La petite histoire des mots
« God Save the Queen »
Georges Pop | Symbole du Royaume-Uni, au même titre que l’Union Jack ou le lion et la licorne qui figurent sur les armoiries du royaume, le « God Save the Queen » s’est transformé en « God Save the King » après la mort de la reine Elisabeth II et l’accession au trône de son fils Charles. Ces quatre petits mots sont connus et compris de tous, y compris de celles et ceux qui ne parlent pas la langue de Shakespeare. Inutile donc de les traduire !
Ce qui est moins connu en revanche, c’est que ce chant, qui est devenu l’hymne national britannique, serait d’origine française. Bien que cette explication ne fasse de loin pas l’unanimité, notamment au Royaume-Uni, un grand nombre de chroniqueurs français affirment que les paroles du chant original de l’hymne britannique furent écrites en 1686 par la duchesse de Brinon, une religieuse mystique et une femme de lettres française. Son texte, intitulé « Grand Dieu sauve le Roi » aurait ensuite été mis en musique par le célèbre compositeur Jean-Baptiste Lully, surintendant de la musique du roi Louis XIV, le roi Soleil, et maître de musique de la famille royale. Par cet œuvre, il entendait remercier Dieu, de la guérison de son monarque qui souffrait d’une fistule anale qui menaçait sa vie. Pour espérer guérir, le roi de France devait subir une intervention chirurgicale, très risquée à l’époque. Après des mois de douleur, le souverain s’y résigna et il y survécut, malgré une infection.
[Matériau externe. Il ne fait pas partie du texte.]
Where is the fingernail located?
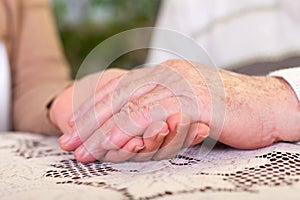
[155,130,170,142]
[59,134,72,145]
[194,135,206,143]
[134,145,145,152]
[197,126,210,138]
[76,147,86,158]
[69,118,75,127]
[176,123,190,133]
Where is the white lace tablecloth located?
[0,133,300,200]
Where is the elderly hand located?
[67,60,300,161]
[50,69,208,162]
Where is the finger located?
[183,123,209,148]
[153,114,191,160]
[69,77,120,126]
[130,121,169,162]
[59,111,114,151]
[74,142,107,162]
[70,69,155,125]
[102,137,144,163]
[64,80,155,149]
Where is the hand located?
[74,113,209,162]
[50,69,208,162]
[70,60,299,162]
[49,69,127,142]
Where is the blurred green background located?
[52,0,160,77]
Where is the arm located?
[11,0,70,134]
[67,60,300,162]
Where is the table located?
[0,133,300,200]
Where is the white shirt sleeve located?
[269,67,300,101]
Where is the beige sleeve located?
[12,0,70,135]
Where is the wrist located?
[268,77,300,142]
[49,82,74,132]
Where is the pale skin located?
[50,69,209,162]
[50,60,300,162]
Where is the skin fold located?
[50,60,300,162]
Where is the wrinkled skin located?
[53,60,300,162]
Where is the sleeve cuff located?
[269,67,300,101]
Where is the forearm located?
[11,0,69,134]
[220,70,300,149]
Lors d’un séjour à Versailles, le compositeur allemand Georg Friedrich Haendel, alors musicien attitré du roi Georges 1er d’Angleterre, entendit ce cantique qui l’enthousiasma. Haendel aurait fait traduire les paroles, presque mot pour mot, avant de le présenter, avec succès, à son souverain et à la cour, sous le titre « God save the King ». Le cantique aurait été adopté en 1745 comme hymne non officiel du royaume. Depuis 1837, il alterne avec le « God save the Queen », lorsqu’une femme est sur le trône.
Rappelons ici que l’hymne suisse « Ô Monts indépendants », utilisé jusqu’en 1961 pour les cérémonies politiques ou militaires, avait la même mélodie que le « God save the Queen », ce qui créait des situations embarrassantes lorsque les hymnes nationaux britannique et suisse étaient joués lors des mêmes occasions, notamment sportives. C’est pourquoi l’actuelle cantique suisse fut définitivement adopté par la Confédération en 1965.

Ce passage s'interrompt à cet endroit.